Hepatitis C virus (HCV) is a major cause of chronic liver disease, cirrhosis, and hepatocellular carcinoma. Current therapy with pegylated interferon alpha (IFN-alpha) in combination with ribavirin is associated with adverse effects and often fails to induce a sustained response. IFN-lambdas, recently discovered IFN gene family members, exhibit antiviral and cell stimulatory activities similar to IFN-alpha. We aimed to determine whether IFN-lambda exhibits antiviral activity toward HCV and to compare the signal transduction and effector gene pathways with those of IFN-alpha.


Using the HCV replicon system and cell culture infectious reporter virus, we compared IFN-alpha and IFN-lambda effects on HCV RNA replication and protein expression, as measured by quantitative reverse-transcriptase polymerase chain reaction, luciferase expression, and Western blot. Receptor expression and signaling pathways were explored using flow cytometry and Western blot. IFN-alpha- and IFN-lambda-mediated gene expression changes were compared using microarray analyses.

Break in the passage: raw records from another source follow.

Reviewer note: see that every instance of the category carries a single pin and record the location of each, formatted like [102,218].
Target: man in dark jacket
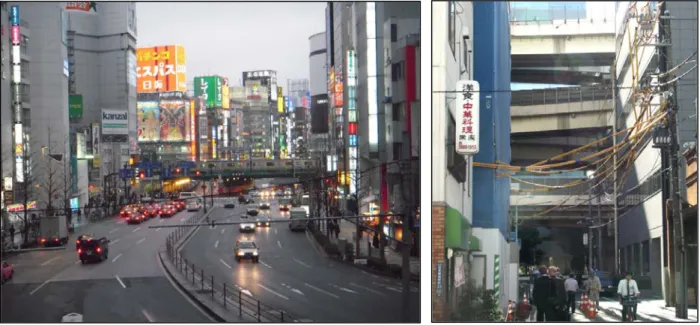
[540,295]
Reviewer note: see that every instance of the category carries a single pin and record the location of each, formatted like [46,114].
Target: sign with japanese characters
[467,117]
[209,88]
[160,69]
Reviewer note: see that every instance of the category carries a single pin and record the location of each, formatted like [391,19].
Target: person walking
[540,295]
[628,291]
[593,286]
[571,286]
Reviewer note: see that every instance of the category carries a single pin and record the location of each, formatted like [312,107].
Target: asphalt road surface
[130,286]
[292,276]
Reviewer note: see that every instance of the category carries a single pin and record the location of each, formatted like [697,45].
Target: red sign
[15,35]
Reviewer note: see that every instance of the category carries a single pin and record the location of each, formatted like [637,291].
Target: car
[7,272]
[246,250]
[93,250]
[136,218]
[167,210]
[260,222]
[252,210]
[193,205]
[285,204]
[246,227]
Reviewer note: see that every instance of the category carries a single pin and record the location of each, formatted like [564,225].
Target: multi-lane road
[130,286]
[293,276]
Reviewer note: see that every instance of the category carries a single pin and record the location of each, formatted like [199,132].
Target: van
[188,195]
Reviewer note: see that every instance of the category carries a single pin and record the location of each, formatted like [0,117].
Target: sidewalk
[348,228]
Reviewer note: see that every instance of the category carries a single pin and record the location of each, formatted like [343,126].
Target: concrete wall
[49,86]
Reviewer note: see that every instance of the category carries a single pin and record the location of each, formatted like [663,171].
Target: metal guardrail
[559,95]
[226,295]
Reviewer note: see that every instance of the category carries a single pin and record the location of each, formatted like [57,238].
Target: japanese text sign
[160,69]
[467,117]
[209,88]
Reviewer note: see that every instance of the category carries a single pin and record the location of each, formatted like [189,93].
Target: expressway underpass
[293,276]
[128,287]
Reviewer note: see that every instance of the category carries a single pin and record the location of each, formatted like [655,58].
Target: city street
[129,286]
[293,276]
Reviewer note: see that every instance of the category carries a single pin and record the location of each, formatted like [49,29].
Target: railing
[228,297]
[559,95]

IFN-lambda exhibited dose- and time-dependent HCV inhibition, independent of types I and II IFN receptors. The kinetics of IFN-lambda-mediated signal transducers and activators of transcription (STAT) activation and induction of potential effector genes were distinct from those of IFN-alpha. IFN-lambda induced steady increases in levels of known interferon stimulated genes (ISGs), whereas IFN-alpha ISGs peaked early and declined rapidly. IFN-lambda inhibited replication of HCV genotypes 1 and 2 and enhanced the antiviral efficacy of subsaturating levels of IFN-alpha.


These results demonstrate distinct differences in IFN-lambda- and IFN-alpha-induced antiviral states. Understanding these differences may prove useful for developing new HCV treatment strategies.